Investigators found that Ravi had initially registered the iBomma domain along with his e-mail ID, debit card and personal details through a company called Najalla. The site was later hosted on IPVolume, which provided the backend infrastructure. Its built-in script redirects users who click on movie links to online gaming and illegal betting platforms before providing access to the pirated movie.

international multiple crimes

Long dismissed as a “victimless crime”, piracy was rarely considered serious enough to warrant the involvement of law enforcement agencies across borders. But as Rajkumar describes it, piracy has now evolved into a “transnational multi-crime”, a widespread nexus linked with betting syndicates, identity theft and malware attacks, forcing global agencies to pay attention.

In July, the Digital Piracy Conference at the Indian School of Business, Hyderabad, attended by officials from the Central Bureau of Investigation and Interpol, focused on this growing nexus between piracy and cyber crime. The arrest of Aibomma Ravi, and the subsequent revelation of how the site exposed users’ financial and identity data to betting networks and fraud portals, is an example. A producer who works closely with AVPC says, “Anyone who argues that there is no harm in watching movies on piracy websites needs to understand that movie piracy is just one aspect; identity theft and malware affect every user.”

Producer Sureshbabu agrees. “It is good that the government is helping us deal with piracy. The bigger issue is to make people realize the seriousness of the issue. Apart from the loss to the manufacturers, their privacy has been compromised.”

These concerns were echoed internationally. At the Interpol Global Meeting on Digital Piracy held in Seoul, Korea on November 17 and 18, the need for global enforcement agencies to stay connected and exchange knowledge for actionable intelligence was a major theme, says Rajkumar. “If cinema is going global, then piracy is also going global.”

Piracy and Malware

In 2021, cryptomining malware was found embedded in pirated downloads Spider-Man: No Way HomeCompromising both individual devices and corporate networks.

Rajkumar reiterated, “If just one piracy syndicate (iBomma) was earning around Rs 25 lakh per month, it shows the magnitude of the problem.

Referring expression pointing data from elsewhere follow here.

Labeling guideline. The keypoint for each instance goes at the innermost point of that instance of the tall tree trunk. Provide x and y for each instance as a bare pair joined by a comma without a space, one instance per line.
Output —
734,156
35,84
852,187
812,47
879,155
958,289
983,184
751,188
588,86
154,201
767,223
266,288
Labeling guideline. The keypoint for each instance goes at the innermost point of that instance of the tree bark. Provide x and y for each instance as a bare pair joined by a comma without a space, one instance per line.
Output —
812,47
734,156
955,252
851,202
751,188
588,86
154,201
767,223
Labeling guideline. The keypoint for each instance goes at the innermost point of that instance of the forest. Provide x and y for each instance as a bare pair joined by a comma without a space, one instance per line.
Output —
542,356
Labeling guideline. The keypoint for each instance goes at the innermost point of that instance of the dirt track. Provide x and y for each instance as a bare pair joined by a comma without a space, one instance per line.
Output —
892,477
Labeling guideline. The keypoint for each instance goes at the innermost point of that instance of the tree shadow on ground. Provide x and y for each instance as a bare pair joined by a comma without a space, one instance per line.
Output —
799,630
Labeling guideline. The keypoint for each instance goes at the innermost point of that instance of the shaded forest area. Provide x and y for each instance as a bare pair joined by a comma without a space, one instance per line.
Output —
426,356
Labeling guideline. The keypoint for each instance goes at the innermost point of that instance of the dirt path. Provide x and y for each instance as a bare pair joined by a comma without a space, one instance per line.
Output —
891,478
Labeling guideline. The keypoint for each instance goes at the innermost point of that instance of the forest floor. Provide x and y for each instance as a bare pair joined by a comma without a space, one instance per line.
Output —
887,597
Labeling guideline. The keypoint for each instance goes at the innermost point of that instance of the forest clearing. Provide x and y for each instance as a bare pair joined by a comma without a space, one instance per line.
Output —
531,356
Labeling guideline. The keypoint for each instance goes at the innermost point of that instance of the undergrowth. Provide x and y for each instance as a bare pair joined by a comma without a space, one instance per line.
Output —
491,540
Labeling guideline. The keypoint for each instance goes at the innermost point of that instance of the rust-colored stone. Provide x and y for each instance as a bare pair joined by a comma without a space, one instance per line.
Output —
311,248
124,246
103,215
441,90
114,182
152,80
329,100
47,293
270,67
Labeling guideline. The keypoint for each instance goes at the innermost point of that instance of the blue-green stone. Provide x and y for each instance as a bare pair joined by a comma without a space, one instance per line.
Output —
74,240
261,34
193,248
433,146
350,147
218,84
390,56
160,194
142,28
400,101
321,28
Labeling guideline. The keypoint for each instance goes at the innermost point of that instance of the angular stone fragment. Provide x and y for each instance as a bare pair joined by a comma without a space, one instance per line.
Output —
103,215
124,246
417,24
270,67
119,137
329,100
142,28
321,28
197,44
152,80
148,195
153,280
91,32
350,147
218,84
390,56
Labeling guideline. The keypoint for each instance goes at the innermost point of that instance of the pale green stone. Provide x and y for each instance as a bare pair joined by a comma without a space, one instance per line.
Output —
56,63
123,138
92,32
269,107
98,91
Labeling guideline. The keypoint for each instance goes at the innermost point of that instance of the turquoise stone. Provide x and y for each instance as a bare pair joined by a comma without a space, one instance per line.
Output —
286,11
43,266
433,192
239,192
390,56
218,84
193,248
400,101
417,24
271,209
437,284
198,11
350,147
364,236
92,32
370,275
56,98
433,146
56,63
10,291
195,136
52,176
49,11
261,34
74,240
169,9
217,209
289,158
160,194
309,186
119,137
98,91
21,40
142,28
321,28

Betting apps linked to the network are benefiting from the traffic coming to piracy sites.”

On November 27, the Telugu film industry, with the help of the Telangana government, signed an MoU with Japanese film and anime organization CODA (Contents Overseas Distribution Association) to strengthen intellectual property protection and take countermeasures against online copyright violations. This MoU assumes significance in view of the increasing popularity of Japanese anime in India.

For Rajkumar, the bigger fight now is to hold middlemen like web-hosting companies accountable. “When piracy links are encountered, complaints are made with the hosting domain, and it takes 24 to 36 hours for the link to be removed. By then, the damage has been done as hundreds of mirror websites will already have those links. We are developing tools to escalate the issue in real-time to the hosting domain.”